The Department of Business Management invites you to a discussion about Stereotypes and the Administration of Justice with Rajiv Sethi and Dan O’Flaherty
Stereotypes play a pervasive role in the administration of justice, influencing police stops and searches, the use of force, bail and sentencing decisions, juror behavior and selection, felony disenfranchisement, and attitudes towards mass incarceration. We shall describe some of these effects, and discuss implications for witness cooperation, homicide clearance rates, and rates of murder victimization. The talk will be based on our book Shadows of Doubt: Stereotypes, Crime, and the Pursuit of Justice (Harvard University Press, 2019) as well as ongoing research with Pepe Montiel Olea of Columbia University.
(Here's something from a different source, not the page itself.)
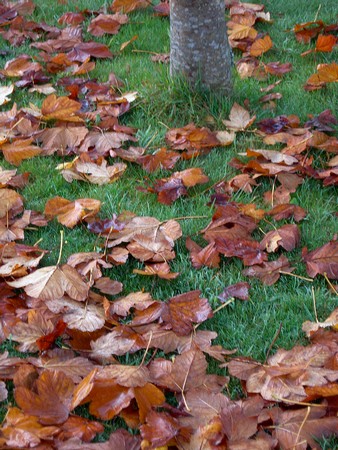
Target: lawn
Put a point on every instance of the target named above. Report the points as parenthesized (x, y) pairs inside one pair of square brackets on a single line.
[(273, 315)]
RSVP to attend this discussion.
Speakers
Rajiv Sethi is a Professor of Economics at Barnard College, Columbia University and an External Professor at the Santa Fe Institute. He is currently a Joy Foundation Fellow at the Radcliffe Institute for Advanced Study at Harvard University, and has previously held visiting positions at Microsoft Research in New York City and the Institute for Advanced Study in Princeton. He has served on the editorial boards of the American Economic Review and Economics and Philosophy, and is a founding associate editor of Collective Intelligence.
Brendan (“Dan”) O’Flaherty is a Professor of Economics at Columbia University who studies race, crime, homelessness, and urban economics generally. He has been acting CFO for the city of Newark, an aide to the mayor of that city, and a consultant to the Newark Police Department on the optimal arrangement of duty tours.